One thing that I think also needs to be said, is that all this talk about 3P unhappiness from sellers seems to come and go. Nothing stops sellers from closing down their operations on Amazon. If it is so bad, then move on. Oh wait there is 160 million active users that can view your products everyday and lead to sales. The 3P success is a clear network effect that Amazon created. Marketplace sellers can’t function without Amazon and Amazon needs the marketplace sellers for content and greater variety.
The bigger questions is where does all these sellers go when Amazon is not for them? eBay, Barnes and Noble, Walmart, Newegg, Buy.com, Sears and Best Buy all have marketplaces yet, only Amazon is hurting their marketplace seller.

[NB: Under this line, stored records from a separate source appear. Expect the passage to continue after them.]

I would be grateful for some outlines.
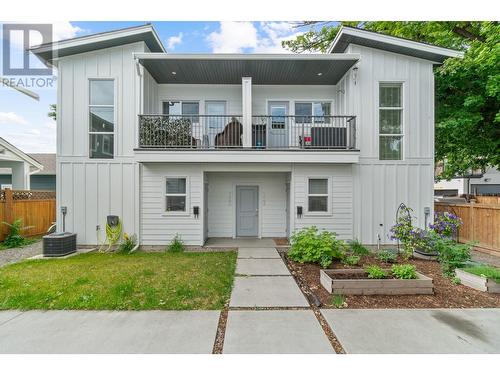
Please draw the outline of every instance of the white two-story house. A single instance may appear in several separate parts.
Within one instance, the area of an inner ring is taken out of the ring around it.
[[[107,215],[142,245],[311,225],[386,243],[400,203],[431,220],[433,67],[460,52],[343,28],[325,54],[174,54],[150,25],[32,52],[58,69],[57,202],[80,244]]]

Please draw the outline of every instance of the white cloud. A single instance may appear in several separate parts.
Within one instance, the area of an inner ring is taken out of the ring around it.
[[[17,113],[14,112],[0,112],[0,124],[14,124],[14,125],[26,125],[28,122]]]
[[[5,126],[2,137],[24,152],[55,152],[55,122],[42,122],[28,126]]]
[[[252,22],[220,22],[219,31],[210,33],[207,40],[214,53],[241,53],[257,47],[257,29]]]
[[[289,53],[281,42],[303,32],[290,22],[261,22],[260,30],[252,22],[220,22],[218,31],[207,41],[214,53]]]
[[[182,43],[182,33],[179,33],[177,35],[171,36],[170,38],[167,39],[167,48],[168,49],[175,49],[175,46],[177,44]]]
[[[282,47],[281,42],[294,39],[303,32],[294,29],[290,22],[261,22],[262,36],[259,45],[253,52],[259,53],[290,53]]]
[[[52,27],[53,41],[74,38],[85,31],[78,26],[73,26],[71,22],[54,22]]]

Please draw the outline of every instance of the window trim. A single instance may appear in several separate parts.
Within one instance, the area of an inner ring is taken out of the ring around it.
[[[90,82],[91,81],[113,81],[113,105],[109,104],[91,104],[90,103]],[[113,77],[113,76],[106,76],[106,77],[97,77],[97,76],[90,76],[87,77],[87,156],[89,159],[92,160],[110,160],[114,159],[116,156],[116,151],[117,151],[117,132],[116,128],[118,126],[118,108],[117,108],[117,96],[118,96],[118,78]],[[90,130],[90,108],[113,108],[113,131],[112,132],[95,132]],[[90,154],[90,147],[91,147],[91,142],[90,142],[90,136],[92,134],[111,134],[113,135],[113,155],[110,158],[97,158],[97,157],[92,157]]]
[[[167,180],[173,178],[183,178],[186,180],[186,193],[185,194],[167,194]],[[191,216],[191,205],[190,205],[190,185],[189,176],[179,176],[179,175],[166,175],[163,176],[163,212],[162,216]],[[172,197],[185,197],[186,205],[184,211],[167,211],[167,196]]]
[[[182,103],[197,103],[198,104],[198,114],[197,115],[186,115],[186,116],[200,116],[201,113],[201,100],[199,99],[161,99],[160,100],[160,113],[162,115],[166,115],[166,113],[163,113],[163,103],[166,102],[179,102],[181,105],[181,111],[182,111]],[[171,115],[171,116],[184,116],[184,113],[181,113],[180,115]]]
[[[322,117],[322,116],[315,116],[314,115],[314,103],[328,103],[328,104],[330,104],[330,114],[327,115],[327,117],[333,116],[333,100],[332,99],[306,99],[306,100],[294,100],[293,101],[293,114],[294,114],[295,118],[307,117],[307,116],[303,116],[303,115],[297,115],[297,113],[295,112],[295,109],[296,109],[295,106],[297,104],[311,104],[311,122],[310,122],[310,124],[316,123],[317,121],[314,121],[314,118],[315,117]],[[317,123],[324,124],[325,121],[317,122]],[[305,122],[305,124],[306,124],[306,122]],[[307,123],[307,124],[309,124],[309,123]]]
[[[309,192],[309,180],[326,180],[326,194],[311,194]],[[306,194],[306,215],[307,216],[331,216],[332,215],[332,178],[330,176],[307,176],[307,194]],[[309,210],[309,197],[325,197],[326,196],[326,211],[310,211]]]
[[[401,87],[401,106],[399,107],[381,107],[380,106],[380,86],[381,85],[399,85]],[[402,162],[405,160],[405,88],[406,81],[403,80],[388,80],[378,81],[376,95],[376,119],[377,119],[377,159],[383,162]],[[380,133],[380,110],[397,110],[401,111],[401,131],[399,134],[382,134]],[[401,138],[401,158],[400,159],[381,159],[380,158],[380,139],[381,137],[400,137]]]

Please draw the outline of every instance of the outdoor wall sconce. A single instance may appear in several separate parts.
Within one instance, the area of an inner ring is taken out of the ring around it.
[[[354,81],[354,84],[356,84],[358,82],[358,67],[357,66],[352,68],[352,79]]]
[[[193,207],[193,215],[196,219],[198,219],[198,216],[200,216],[200,207],[199,206]]]
[[[302,217],[302,206],[297,206],[297,217]]]

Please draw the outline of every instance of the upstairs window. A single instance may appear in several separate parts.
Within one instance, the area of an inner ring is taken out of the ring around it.
[[[379,159],[403,156],[403,100],[401,83],[379,86]]]
[[[89,157],[112,159],[115,132],[115,82],[93,79],[89,82]]]
[[[186,178],[167,177],[165,202],[167,212],[186,212]]]
[[[328,179],[310,178],[307,198],[308,212],[328,212]]]
[[[295,120],[298,123],[325,122],[323,116],[331,116],[330,102],[295,103]]]
[[[164,115],[188,116],[192,122],[198,122],[200,103],[195,101],[168,101],[162,103]]]

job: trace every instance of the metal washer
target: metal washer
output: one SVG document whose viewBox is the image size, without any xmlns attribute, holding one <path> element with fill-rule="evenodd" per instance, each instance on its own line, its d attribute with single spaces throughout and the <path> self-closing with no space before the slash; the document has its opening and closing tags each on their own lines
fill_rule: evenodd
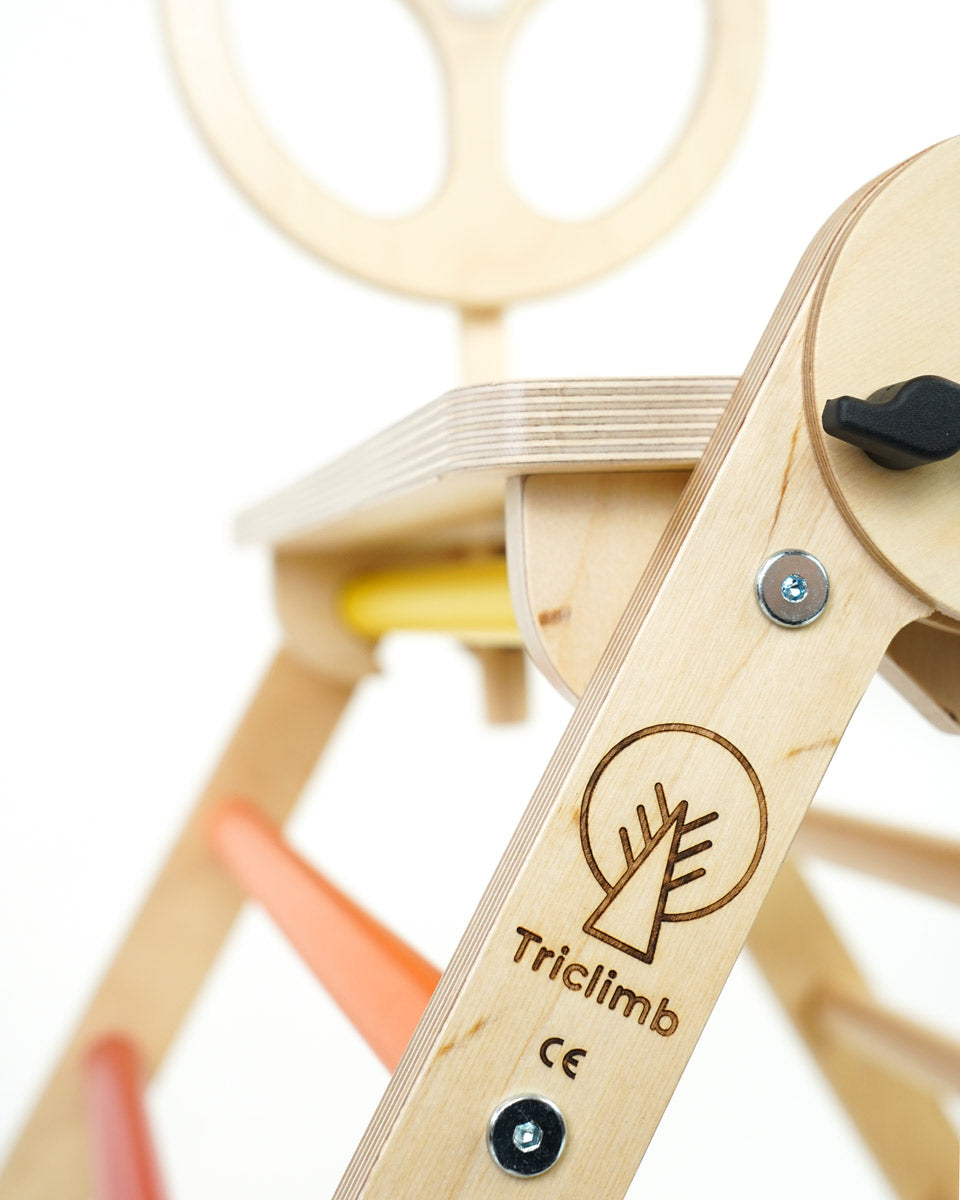
<svg viewBox="0 0 960 1200">
<path fill-rule="evenodd" d="M 802 582 L 803 595 L 790 599 L 784 587 L 791 576 Z M 787 591 L 791 589 L 787 587 Z M 757 572 L 757 599 L 764 614 L 778 625 L 809 625 L 823 612 L 830 595 L 830 579 L 819 558 L 806 550 L 778 550 Z"/>
<path fill-rule="evenodd" d="M 541 1134 L 533 1150 L 521 1150 L 514 1140 L 515 1130 L 527 1122 L 532 1122 Z M 505 1100 L 494 1111 L 487 1126 L 487 1146 L 493 1161 L 510 1175 L 542 1175 L 557 1161 L 566 1143 L 567 1125 L 563 1113 L 544 1096 L 516 1096 Z"/>
</svg>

eBay is trying convince every ecommerce businesses that they compete with Amazon. Donahoe mentions that eBay is an enabler and a friend in the battle against that Seattle ecommerce company. The companies are very different and Donahoe needs to say this otherwise all the acquisitions done in the last 2 years was for nothing.

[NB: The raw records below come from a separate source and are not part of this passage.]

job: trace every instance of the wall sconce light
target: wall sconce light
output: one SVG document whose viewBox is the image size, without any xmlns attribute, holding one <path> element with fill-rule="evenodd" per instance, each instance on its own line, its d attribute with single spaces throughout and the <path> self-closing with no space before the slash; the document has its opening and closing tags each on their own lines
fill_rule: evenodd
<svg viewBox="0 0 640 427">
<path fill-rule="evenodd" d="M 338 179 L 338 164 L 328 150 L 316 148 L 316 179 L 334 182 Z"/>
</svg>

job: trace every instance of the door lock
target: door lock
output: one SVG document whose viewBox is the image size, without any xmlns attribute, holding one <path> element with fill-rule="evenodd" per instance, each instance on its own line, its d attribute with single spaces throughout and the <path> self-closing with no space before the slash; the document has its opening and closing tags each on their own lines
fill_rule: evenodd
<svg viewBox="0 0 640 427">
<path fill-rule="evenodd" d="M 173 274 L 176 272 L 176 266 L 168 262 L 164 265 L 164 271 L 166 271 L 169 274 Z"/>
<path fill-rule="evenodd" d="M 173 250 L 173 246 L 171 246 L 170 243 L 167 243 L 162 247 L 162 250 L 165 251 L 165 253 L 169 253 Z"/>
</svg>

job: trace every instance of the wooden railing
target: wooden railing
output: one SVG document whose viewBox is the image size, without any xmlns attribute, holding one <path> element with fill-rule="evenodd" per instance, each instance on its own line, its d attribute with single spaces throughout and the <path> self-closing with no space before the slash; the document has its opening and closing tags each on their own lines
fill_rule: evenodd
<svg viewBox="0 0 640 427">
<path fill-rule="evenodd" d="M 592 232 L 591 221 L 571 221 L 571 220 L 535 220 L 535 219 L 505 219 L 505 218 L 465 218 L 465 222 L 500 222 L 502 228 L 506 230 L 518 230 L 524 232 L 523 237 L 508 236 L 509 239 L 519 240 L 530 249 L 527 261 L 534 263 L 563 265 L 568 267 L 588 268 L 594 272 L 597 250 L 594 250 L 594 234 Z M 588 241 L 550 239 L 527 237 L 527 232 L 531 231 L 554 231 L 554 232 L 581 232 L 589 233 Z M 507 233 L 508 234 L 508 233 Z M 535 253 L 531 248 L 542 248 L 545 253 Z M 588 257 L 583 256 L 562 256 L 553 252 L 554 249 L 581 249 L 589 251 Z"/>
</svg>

Amazon’s entry into consumer electronics
If Amazon can’t create technology products that are on par with their online shopping experience, don’t release them. You’re just diminishing the value of your brand and long-term ability to generate revenue.
ReadWriteWeb’s mobile channel had a thought provoking comparison between Apple, Samsung and Amazon a few weeks ago and make a very good observation:
Think of it this way: Would Google have priced the Nexus 7 at $199 if Amazon had not established a 7-inch tablet price with the Fire? Amazon may not make the highest-quality devices, but it has clout and consumers trust it. That gives Amazon the opportunity to not only offer a wide selection of tablets but also force its competitors to react.
Amazon is not driven by revenue, they have a long term plan and Bezos is all about the customer. The crux for these devices are to create a direct relationship with the customer. As soon as that is completed then the customer starts buying books, ebooks and music from Amazon. The device is not the money maker, the ecosystem that Amazon has ensures that over time the costs are recouped. Response from competitors show that Amazon is in the mind of their competitors. Which shows you just how far they have moved from being a pure ecommerce retailer.
Amazon is building it is offering to protect itself from their competitors. Their goal is to sell products. Google is a search engine that needs to be doing the work to make that usable. The battle between the big five is the thing that will ensure that we the user get the best from all involved.